Ma perché avere paura di questa, quando esistono ingegnerie in altri settori come quello civile, medico e architettonico, aerospaziale?» si chiede Carli.
In generale per vedere una nuova varietà sviluppata con TEA sul mercato Salvi stima che ci vorranno circa 5 anni per le specie annuali, come cereali e ortaggi, e ben oltre i 5 anni per quelle arboree. Questi tempi tecnici non devono però scoraggiare. «Rimandare investimenti, coordinamento e decisioni normative significa – spiega il presidente di Siga – perdere opportunità fondamentali per la competitività e la sostenibilità dell’agricoltura italiana e del suo settore sementiero cruciale».

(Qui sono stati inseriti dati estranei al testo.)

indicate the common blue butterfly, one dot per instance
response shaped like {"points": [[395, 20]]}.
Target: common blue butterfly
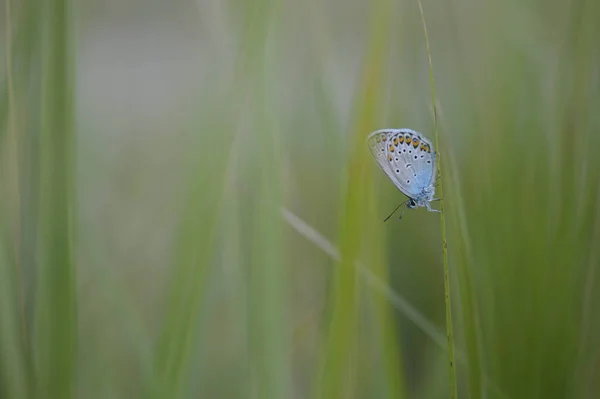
{"points": [[408, 159]]}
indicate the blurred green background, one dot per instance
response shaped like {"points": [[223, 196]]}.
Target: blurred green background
{"points": [[188, 208]]}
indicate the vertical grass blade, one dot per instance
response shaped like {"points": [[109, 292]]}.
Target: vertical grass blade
{"points": [[447, 296], [336, 377], [200, 217], [55, 317]]}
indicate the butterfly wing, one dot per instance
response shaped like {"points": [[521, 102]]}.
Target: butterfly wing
{"points": [[407, 158], [378, 145]]}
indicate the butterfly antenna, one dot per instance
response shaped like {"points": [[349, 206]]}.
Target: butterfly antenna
{"points": [[394, 211]]}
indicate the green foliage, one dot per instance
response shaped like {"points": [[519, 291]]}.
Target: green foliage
{"points": [[226, 241]]}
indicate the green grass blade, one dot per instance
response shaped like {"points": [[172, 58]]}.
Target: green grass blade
{"points": [[55, 322], [448, 297]]}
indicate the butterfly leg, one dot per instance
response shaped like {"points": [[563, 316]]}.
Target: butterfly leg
{"points": [[430, 209], [403, 209]]}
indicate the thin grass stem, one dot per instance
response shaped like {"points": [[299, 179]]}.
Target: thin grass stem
{"points": [[447, 296]]}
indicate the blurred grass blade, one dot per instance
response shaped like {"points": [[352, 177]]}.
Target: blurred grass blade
{"points": [[200, 217], [55, 329], [336, 379], [13, 357]]}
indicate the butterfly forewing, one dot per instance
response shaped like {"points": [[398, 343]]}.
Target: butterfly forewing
{"points": [[378, 145], [406, 157]]}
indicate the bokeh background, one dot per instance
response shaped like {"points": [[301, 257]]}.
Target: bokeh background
{"points": [[189, 209]]}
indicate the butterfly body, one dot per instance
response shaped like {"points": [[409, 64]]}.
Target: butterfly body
{"points": [[409, 160]]}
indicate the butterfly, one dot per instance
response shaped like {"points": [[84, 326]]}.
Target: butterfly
{"points": [[408, 159]]}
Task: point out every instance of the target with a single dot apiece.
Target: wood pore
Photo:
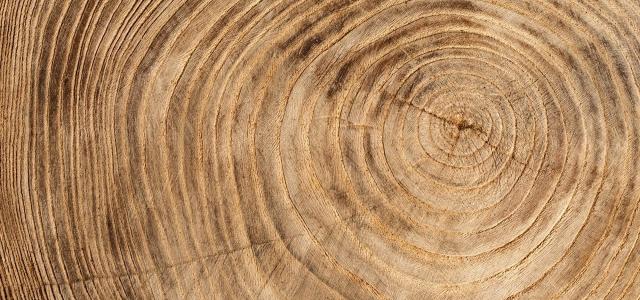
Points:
(319, 149)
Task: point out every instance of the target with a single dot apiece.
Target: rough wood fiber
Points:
(319, 149)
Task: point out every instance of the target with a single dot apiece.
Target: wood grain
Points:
(422, 149)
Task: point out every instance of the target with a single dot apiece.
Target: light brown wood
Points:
(422, 149)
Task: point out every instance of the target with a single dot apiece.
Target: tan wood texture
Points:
(319, 149)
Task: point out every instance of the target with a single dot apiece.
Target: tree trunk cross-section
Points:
(319, 149)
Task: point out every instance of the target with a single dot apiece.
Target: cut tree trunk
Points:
(311, 149)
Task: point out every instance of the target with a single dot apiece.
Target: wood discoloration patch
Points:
(387, 149)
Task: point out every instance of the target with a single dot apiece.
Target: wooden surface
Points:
(319, 149)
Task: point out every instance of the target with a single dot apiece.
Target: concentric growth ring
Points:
(320, 149)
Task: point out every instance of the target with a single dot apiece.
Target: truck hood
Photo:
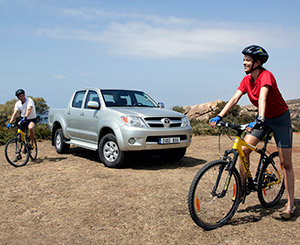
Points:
(146, 112)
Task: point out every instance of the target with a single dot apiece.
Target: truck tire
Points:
(109, 152)
(59, 142)
(172, 155)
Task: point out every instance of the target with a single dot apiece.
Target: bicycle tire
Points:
(33, 152)
(270, 195)
(13, 148)
(209, 211)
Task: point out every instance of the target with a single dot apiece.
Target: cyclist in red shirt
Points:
(261, 88)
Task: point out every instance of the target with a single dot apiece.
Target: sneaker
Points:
(285, 215)
(18, 157)
(30, 147)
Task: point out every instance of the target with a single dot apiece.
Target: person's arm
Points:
(28, 111)
(262, 101)
(230, 104)
(13, 116)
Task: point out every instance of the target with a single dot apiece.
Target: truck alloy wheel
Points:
(109, 152)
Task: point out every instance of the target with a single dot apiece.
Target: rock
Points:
(201, 111)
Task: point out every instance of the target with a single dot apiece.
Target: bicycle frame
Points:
(238, 152)
(23, 136)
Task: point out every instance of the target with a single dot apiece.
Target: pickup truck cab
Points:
(114, 122)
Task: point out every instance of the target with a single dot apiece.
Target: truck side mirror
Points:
(93, 105)
(161, 105)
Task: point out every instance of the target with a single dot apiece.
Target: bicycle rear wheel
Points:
(210, 206)
(33, 151)
(271, 183)
(16, 153)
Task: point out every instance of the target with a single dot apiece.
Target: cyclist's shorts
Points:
(26, 123)
(282, 130)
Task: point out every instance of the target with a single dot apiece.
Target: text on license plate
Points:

Aziende sementiere pronte a innovare

«Le nostre aziende sementiere sono pronte a fare la loro parte per l’innovazione nel settore primario – rimarca il presidente di Assosementi. Non sono solo le multinazionali a investire in ricerca, ma lo fanno tutte le aziende sementiere, ovviamente in base ai loro fatturati. Tuttavia, per tradurre concretamente i risultati della ricerca in pratica c’è bisogno di un impegno su più fronti: maggiori finanziamenti, un migliore coordinamento tra ricerca e filiera, il superamento dello scetticismo politico verso l’innovazione genetica.

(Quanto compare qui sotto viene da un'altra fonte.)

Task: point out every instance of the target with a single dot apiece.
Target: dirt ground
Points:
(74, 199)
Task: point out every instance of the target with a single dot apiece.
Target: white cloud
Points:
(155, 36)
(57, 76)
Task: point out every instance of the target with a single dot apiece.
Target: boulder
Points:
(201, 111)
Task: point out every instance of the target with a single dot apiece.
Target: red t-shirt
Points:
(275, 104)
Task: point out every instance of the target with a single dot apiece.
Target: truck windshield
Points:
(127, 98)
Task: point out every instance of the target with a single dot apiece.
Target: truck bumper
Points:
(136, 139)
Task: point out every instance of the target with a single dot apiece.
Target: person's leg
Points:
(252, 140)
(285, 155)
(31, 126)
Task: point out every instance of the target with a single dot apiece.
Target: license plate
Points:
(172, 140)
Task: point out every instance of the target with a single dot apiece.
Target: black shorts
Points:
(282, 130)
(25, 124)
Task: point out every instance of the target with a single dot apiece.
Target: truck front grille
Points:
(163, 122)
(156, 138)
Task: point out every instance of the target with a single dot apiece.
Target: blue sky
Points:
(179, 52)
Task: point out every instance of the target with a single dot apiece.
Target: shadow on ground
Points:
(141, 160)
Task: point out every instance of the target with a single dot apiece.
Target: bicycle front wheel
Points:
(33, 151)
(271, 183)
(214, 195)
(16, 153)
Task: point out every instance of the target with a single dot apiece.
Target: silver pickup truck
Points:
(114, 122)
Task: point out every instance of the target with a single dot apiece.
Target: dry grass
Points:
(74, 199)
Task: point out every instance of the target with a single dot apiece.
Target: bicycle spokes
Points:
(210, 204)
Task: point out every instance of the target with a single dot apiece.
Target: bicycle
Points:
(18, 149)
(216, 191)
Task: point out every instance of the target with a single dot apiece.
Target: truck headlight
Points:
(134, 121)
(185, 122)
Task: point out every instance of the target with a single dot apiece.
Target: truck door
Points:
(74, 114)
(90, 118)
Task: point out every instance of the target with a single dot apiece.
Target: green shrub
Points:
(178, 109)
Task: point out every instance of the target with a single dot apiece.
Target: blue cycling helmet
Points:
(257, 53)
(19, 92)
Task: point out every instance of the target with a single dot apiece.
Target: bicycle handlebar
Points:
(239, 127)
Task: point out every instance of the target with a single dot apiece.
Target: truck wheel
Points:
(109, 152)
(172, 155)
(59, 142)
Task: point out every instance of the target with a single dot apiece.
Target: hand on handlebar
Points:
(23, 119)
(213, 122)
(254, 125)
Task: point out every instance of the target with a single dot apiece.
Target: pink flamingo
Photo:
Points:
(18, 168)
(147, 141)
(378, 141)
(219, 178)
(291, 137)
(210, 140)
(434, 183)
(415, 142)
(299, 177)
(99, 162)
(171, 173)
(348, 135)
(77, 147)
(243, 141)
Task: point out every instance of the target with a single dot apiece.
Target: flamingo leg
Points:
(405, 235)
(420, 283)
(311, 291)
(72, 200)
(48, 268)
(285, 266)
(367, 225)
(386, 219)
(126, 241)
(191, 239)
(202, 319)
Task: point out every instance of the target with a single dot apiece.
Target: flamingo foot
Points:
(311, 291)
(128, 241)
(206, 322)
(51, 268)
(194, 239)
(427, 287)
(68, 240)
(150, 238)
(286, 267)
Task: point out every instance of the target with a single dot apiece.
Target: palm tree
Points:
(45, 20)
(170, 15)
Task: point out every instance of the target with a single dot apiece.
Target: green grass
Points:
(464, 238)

Un Paese che sostiene la ricerca – aggiunge Carli – con norme adeguate e risposte certe, sta già investendo senza spendere un euro. È da apprezzare, in questo senso, l’impegno del Governo, il primo in Europa ad aver permesso la sperimentazione in campo delle TEA, nell’auspicio che l’Unione europea riesca a definire un quadro normativo omogeneo, volto a favorire lo sviluppo e la competitività dell’agricoltura». La conclusione del processo normativo a livello europeo sulle TEA è attesa nel semestre europeo di presidenza danese (luglio-dicembre 2025), visto come potenziale momento di svolta.
«Per guardare a un futuro migliore c’è bisogno di una alleanza stabile tra chi fa ricerca, chi produce e chi regola. Per questo vogliamo fare un forte richiamo alle istituzioni, sono loro a decidere se un’innovazione rimane in laboratorio oppure arriva nei campi».